Remember our bookeeper’s ledger? Let’s see it in all 3 formats:
CSV:
"Purchase ID","Date","Vendor","Tax Category","Price"
"000001","01/01/2010","Apple","Office Supplies","$60,000.00"
"000002","01/01/2010","Applebee's","Meals","$50.87"
"000003","01/02/2010","Apple","Repairs","$928.20"
"000004","01/10/2010","Steelcase","Office Supplies","$20,289.98"
XML:
<Ledger>
<Entry><Purchase_ID>000001</Purchase_ID><Date>01/01/2010</Date><Vendor>Apple</Vendor><Tax_Category>Office Supplies</Tax_Category><Price>$60,000.00</Price></Entry>
<Entry><Purchase_ID>000002</Purchase_ID><Date>01/01/2010</Date><Vendor>Applebee's</Vendor><Tax_Category>Meals</Tax_Category><Price>$50.87</Price></Entry>
<Entry><Purchase_ID>000003</Purchase_ID><Date>01/02/2010</Date><Vendor>Apple</Vendor><Tax_Category>Repairs</Tax_Category><Price>$928.20</Price></Entry>
<Entry><Purchase_ID>000004</Purchase_ID><Date>01/10/2010</Date><Vendor>Steelcase</Vendor><Tax_Category>Office Supplies</Tax_Category><Price>$20,289.98</Price></Entry>
</Ledger>
JSON:
[
{"Purchase ID":"000001", "Date":"01/01/2010", "Vendor":"Apple", "Tax Category":"Office Supplies", "Price":"$60,000.00"},
{"Purchase ID":"000002", "Date":"01/01/2010", "Vendor":"Applebee's", "Tax Category":"Meals", "Price":"$50.87"},
{"Purchase ID":"000003", "Date":"01/02/2010", "Vendor":"Apple", "Tax Category":"Repairs", "Price":"$928.20"},
{"Purchase ID":"000004", "Date":"01/10/2010", "Vendor":"Steelcase", "Tax Category":"Office Supplies", "Price":"$20,289.98"}
]
- What’s your favorite?
- Why?
- Can you see how repetitive the XML and JSON are?
- That’s always a strong hint that data could be easily translated back into a CSV or Excel table.
Takeaways
- It’s just text!
- XML, JSON, and CSV are all standardized ways of typing data in plain text to give it structure and meaning.
- XML ≈ JSON
- XML and JSON are meant to represent the same kind of data as each other.
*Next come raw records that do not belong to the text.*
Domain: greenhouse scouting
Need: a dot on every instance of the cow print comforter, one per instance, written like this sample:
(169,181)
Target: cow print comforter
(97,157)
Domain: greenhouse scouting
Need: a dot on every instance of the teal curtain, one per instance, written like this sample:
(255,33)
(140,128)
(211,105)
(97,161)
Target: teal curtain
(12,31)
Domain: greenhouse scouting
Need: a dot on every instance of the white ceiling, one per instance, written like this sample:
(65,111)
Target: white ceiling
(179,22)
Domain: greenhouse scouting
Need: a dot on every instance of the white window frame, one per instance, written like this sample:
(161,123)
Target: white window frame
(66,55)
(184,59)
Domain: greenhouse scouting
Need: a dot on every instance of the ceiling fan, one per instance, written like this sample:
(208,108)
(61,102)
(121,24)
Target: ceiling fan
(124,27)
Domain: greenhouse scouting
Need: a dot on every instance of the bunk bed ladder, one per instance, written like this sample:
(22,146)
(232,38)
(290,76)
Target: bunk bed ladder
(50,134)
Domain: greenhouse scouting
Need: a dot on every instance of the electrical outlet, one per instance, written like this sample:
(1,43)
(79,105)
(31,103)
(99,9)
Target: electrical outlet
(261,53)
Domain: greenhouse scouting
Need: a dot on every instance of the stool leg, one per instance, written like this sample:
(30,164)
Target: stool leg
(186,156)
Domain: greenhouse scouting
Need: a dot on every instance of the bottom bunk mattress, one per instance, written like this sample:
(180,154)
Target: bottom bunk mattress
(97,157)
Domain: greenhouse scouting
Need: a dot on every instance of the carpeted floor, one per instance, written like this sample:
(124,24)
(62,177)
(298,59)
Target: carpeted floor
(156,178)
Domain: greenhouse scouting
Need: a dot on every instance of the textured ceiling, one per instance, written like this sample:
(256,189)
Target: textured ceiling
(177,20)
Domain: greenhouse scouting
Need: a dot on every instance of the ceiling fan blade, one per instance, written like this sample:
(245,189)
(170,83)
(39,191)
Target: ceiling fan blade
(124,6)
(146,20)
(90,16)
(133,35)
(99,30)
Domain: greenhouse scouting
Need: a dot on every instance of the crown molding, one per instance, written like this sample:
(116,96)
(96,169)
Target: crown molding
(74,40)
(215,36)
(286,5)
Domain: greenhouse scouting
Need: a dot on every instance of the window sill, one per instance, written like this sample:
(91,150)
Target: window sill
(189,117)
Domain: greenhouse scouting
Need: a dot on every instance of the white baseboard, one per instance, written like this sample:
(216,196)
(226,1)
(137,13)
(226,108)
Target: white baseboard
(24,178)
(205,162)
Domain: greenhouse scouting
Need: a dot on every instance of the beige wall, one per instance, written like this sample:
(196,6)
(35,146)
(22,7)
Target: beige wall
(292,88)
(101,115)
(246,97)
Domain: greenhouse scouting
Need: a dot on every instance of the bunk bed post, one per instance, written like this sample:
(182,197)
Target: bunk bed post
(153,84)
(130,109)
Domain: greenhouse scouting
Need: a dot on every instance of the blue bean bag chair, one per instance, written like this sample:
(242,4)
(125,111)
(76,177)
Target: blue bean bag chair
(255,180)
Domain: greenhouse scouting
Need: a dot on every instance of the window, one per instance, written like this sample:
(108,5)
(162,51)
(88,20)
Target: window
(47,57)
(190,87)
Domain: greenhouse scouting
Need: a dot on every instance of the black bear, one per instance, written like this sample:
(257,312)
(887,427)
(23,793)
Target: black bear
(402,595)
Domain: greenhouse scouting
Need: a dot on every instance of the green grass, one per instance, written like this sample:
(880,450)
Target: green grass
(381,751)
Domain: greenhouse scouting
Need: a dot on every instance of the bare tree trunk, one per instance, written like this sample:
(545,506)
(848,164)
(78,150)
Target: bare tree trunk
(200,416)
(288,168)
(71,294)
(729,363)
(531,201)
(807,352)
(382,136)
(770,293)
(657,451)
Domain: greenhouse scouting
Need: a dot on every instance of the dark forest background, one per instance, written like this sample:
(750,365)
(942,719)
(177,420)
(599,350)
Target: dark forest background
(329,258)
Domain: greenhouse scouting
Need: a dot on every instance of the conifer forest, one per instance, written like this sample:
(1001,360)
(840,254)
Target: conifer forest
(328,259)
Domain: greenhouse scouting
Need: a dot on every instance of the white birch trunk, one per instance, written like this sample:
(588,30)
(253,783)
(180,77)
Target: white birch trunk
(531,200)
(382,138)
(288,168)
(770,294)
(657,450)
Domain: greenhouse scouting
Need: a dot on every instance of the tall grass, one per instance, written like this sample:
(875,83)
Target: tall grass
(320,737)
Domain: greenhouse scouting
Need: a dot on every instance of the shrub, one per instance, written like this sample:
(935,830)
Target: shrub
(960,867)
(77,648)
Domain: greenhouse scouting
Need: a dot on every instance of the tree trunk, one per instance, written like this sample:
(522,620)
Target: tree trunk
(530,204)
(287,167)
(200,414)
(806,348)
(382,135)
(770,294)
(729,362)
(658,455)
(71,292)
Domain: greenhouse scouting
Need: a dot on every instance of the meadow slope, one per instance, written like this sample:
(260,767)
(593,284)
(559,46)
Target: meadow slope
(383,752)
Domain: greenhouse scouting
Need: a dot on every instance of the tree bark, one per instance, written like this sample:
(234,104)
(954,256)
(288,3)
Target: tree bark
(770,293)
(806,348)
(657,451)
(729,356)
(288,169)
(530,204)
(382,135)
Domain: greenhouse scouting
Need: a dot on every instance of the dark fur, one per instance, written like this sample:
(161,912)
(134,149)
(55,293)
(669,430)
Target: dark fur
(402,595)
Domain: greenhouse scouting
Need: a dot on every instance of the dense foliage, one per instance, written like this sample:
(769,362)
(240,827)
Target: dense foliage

- Their punctuation differences result in subtle strengths and weaknesses, but they’re more alike than different.
- CSV = Tables
- Ideally, you would use CSV to represent “extremely similar” “table-shaped” data, like the “bookkeeper’s ledger” example above.
- XML/JSON = Lists
- Ideally, you would use XML or JSON to represent a “list of lists” and/or “extremely varied” data, like the “birthday tracker” example above.
- In a pinch, such as when you’re transmitting data in a way that doesn’t like “line breaks,” you can also use XML or JSON to represent data like the “bookkeeper’s ledger.”
- 👀 = ↔
- If you learn to distinguish the two shapes of data, you are well on your way to using tools that translate between CSV/Excel and XML/JSON.